Dingle has mostly stayed out of trouble in his years, and has rubbed shoulders with famous New Zealand politicians, climbers and some interesting world leaders like Indian Prime Minister Morarji Desai, who was known for drinking his own urine. Dingle also spent an afternoon with the Dalai Lama in Tibet. “I was taken by his childlike humour. I’d see him driving around in his Landrover, and he would give us a cheeky smile and wave. He is a lovely man.” In recent times Dingle has been appalled by the way the Chinese have oppressed the Tibetan people and “completely ruined their culture.”
“I’ve seen pictures of an ancient Tibetan city that was completely bombarded and destroyed for gun practice,” says Dingle. He thinks there must be a better way, and that things need to change, “Although I think it’s impossible for them to withdraw completely, they could be a lot fairer in the way they govern the place.” He says he doesn’t “have it in for the Chinese,” and supports the Olympics being held in Beijing. “I’ll watch the games, as it will only improve the way that different countries relate to China. The Games are a great way to create a good connection with the rest of the world. China will soon be the most powerful nation in the world, and other countries need to keep a good dialogue with them.”
Another hot topic is climate change, and Dingle has a few insights of his own. “For a long time I’ve said that climate change isn’t totally man made. We have a huge influence, however, and we need to be far better caretakers of the earth. We’re incredibly wasteful creatures, and we need to change that. I think these sharp wake-up calls about greenhouse gas emissions are good, or else we’ll just get more complacent.”
Dingle is passionate about having wilderness areas for all to enjoy, as he’s enjoyed plenty of stunning scenery in his life. He appreciates the way the world works, and says he’s not religious but believes in a ‘life force.’ “I’ve had many things happen to me that are inexplicable, many things I can not explain.
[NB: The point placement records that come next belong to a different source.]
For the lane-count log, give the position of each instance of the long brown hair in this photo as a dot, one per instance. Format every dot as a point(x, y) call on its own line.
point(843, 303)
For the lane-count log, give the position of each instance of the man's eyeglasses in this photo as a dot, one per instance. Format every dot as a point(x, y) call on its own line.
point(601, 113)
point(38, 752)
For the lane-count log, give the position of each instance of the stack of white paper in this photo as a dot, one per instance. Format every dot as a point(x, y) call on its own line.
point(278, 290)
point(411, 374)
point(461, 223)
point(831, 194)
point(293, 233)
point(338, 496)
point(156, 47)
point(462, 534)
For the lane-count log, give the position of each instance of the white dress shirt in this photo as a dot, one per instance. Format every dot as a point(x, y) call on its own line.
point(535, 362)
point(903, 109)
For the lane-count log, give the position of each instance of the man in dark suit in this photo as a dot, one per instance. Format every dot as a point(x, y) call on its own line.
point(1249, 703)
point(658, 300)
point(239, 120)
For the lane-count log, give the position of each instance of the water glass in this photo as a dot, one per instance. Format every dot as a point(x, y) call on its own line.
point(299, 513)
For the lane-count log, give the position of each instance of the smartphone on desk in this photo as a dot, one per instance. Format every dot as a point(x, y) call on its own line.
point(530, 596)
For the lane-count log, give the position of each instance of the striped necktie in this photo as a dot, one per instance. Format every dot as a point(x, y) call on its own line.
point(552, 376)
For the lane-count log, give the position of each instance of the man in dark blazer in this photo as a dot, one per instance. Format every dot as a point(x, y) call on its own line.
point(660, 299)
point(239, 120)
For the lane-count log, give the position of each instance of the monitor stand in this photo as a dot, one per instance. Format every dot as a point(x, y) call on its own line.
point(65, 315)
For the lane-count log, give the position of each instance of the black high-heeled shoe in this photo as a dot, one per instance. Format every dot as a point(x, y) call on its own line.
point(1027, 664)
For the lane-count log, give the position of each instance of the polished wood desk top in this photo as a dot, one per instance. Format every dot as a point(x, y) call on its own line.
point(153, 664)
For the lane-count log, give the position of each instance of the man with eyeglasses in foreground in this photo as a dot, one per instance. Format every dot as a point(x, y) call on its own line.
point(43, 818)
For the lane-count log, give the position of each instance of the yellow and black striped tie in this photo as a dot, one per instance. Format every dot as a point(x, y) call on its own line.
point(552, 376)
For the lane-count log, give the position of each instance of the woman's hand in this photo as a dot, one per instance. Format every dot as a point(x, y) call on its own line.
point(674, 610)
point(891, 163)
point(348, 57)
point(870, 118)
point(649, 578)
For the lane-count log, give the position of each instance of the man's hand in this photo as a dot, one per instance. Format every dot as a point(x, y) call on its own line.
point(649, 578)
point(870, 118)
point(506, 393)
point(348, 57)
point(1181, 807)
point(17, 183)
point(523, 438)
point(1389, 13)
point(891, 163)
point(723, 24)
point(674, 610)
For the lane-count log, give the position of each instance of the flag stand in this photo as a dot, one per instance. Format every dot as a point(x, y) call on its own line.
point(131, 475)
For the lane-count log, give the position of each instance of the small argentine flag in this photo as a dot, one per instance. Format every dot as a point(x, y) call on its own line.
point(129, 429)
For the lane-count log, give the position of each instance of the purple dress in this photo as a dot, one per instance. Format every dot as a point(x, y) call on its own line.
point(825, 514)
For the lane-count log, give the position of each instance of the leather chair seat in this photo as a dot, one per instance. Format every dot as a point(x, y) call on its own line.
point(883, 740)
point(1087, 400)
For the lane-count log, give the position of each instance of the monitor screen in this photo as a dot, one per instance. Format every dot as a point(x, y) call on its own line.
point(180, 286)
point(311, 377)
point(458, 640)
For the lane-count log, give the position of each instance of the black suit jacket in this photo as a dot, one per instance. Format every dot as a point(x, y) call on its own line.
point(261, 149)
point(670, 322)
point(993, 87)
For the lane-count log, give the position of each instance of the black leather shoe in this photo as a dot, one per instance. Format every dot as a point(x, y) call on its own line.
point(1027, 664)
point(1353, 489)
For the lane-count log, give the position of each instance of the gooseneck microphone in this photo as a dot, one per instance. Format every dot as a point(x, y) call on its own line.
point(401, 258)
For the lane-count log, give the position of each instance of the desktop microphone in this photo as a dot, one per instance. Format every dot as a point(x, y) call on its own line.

There are still great mysteries out there, which I think are very important.” His old friend Jill Tremain, said, ‘life is a cup to be filled, not a measure to be drained.” Dingle believes his cup is fairly full, and that working at FYD, and helping others gain new and exciting experiences, fills it even more.
Robert Ardrey said, “Man is essentially a bad weather animal.” Dingle loves this quote, and his life is testament to the achievements born of adversity. Despite his success, Dingle has included service to others in his adventures, and he continues to help others conquer their own issues, by pushing them outside their comfort zone, and away from the mundane blur of life. “I believe we’re at our best when we’re under a bit of pressure,” he says. Knowing Dingle, there’ll be more adventures, challenges and excitement around the corner, and he’ll continue finding new mountains to climb.